TRAIL-R3 -related apoptosis: Epigenetic and expression analyses in women with ovarian neoplasia

• Published in: Gynecologic oncology Vol. 126; no. 2; pp. 268 - 273
• Main Authors: Braga, Letícia da Conceição, Álvares da Silva Ramos, Ana Paula, Traiman, Paulo, Silva, Luciana Maria, Lopes da Silva-Filho, Agnaldo
• Format: Journal Article
• Language: English
• Published: United States Elsevier Inc 01.08.2012
• Subjects: Apoptosis - physiology; Cell Line, Tumor; Cystadenocarcinoma, Serous - genetics; Cystadenocarcinoma, Serous - metabolism; Cystadenocarcinoma, Serous - pathology; Decoy receptor; Disease-Free Survival; DNA Methylation; Epigenomics; Female; Gene expression; Gene Expression Regulation, Neoplastic; GPI-Linked Proteins - biosynthesis; GPI-Linked Proteins - genetics; Hematology, Oncology and Palliative Medicine; Humans; Methylation; Middle Aged; Obstetrics and Gynecology; Ovarian cancer; Ovarian Neoplasms - genetics; Ovarian Neoplasms - metabolism; Ovarian Neoplasms - pathology; Prospective Studies; Receptors, Tumor Necrosis Factor, Member 10c; TRAIL-R3; Tumor Necrosis Factor Decoy Receptors - biosynthesis; Tumor Necrosis Factor Decoy Receptors - genetics; Decoy receptor; TRAIL-R3; Gene expression; Methylation; Ovarian cancer
• ISSN: 0090-8258; 1095-6859
• DOI: 10.1016/j.ygyno.2012.04.038

Abstract Objective To assess the expression of TRAIL - R3 and the methylation of a CpG island within the TRAIL-R3 promoter both in cystadenoma tumors and primary and metastatic epithelial ovarian carcinoma (EOC).
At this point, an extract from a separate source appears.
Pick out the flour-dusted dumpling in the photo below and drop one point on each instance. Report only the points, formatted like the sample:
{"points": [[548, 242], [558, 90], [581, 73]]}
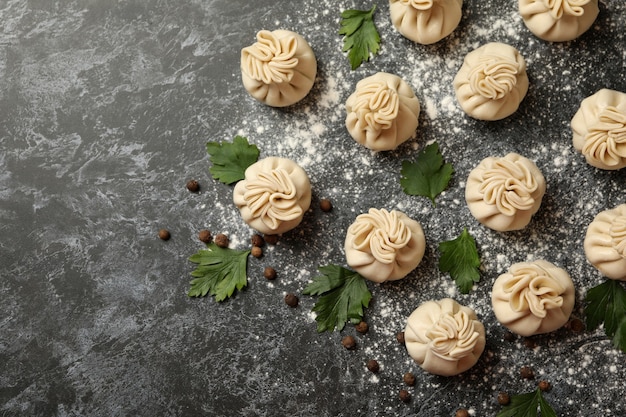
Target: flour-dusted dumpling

Methods RNA was obtained from women with normal ovarian (NO) tissues (n = 18), ovarian serous cystadenoma tumors (n = 11) and EOC (n = 16) using Trizol®. Quantitative PCR (qRT-PCR) was performed to quantify the relative levels of TRAIL-R3 . The methylation frequency of the CpG island in the TRAIL-R3 promoter was assessed using the methylation-specific PCR (MSP) assay after DNA bisulfite conversion. The differences between the groups were evaluated using the chi-square, Student's t, ANOVA, Mann–Whitney U, Wilcoxon or Kruskal–Wallis tests as indicated. The survival rates were calculated using the Kaplan–Meier method. Results Cystadenoma and metastatic EOC tumors expressed significantly more TRAIL-R3 mRNA than primary EOC tumors. Methylation of the TRAIL-R3 promoter was absent in NO tissues, while hemimethylation of the TRAIL-R3 promoter was frequently found in the neoplasia samples with 45.4% of the cystadenoma tumors, 8.3% of the primary EOC samples and 11.1% of the metastatic EOC samples showing at least partial methylation (p = 0.018). Neither the expression of TRAIL-R3 nor alterations in the methylation profile were associated to cumulative progression-free survival or the overall survival in EOC patients. Conclusions Primary EOC is associated to a lower TRAIL-R3 expression, which leads to a better understanding of the complex disease and highlighting potential therapeutic targets. Promoter DNA methylation was not related to this finding, suggesting the presence of other mechanisms to transcriptional control.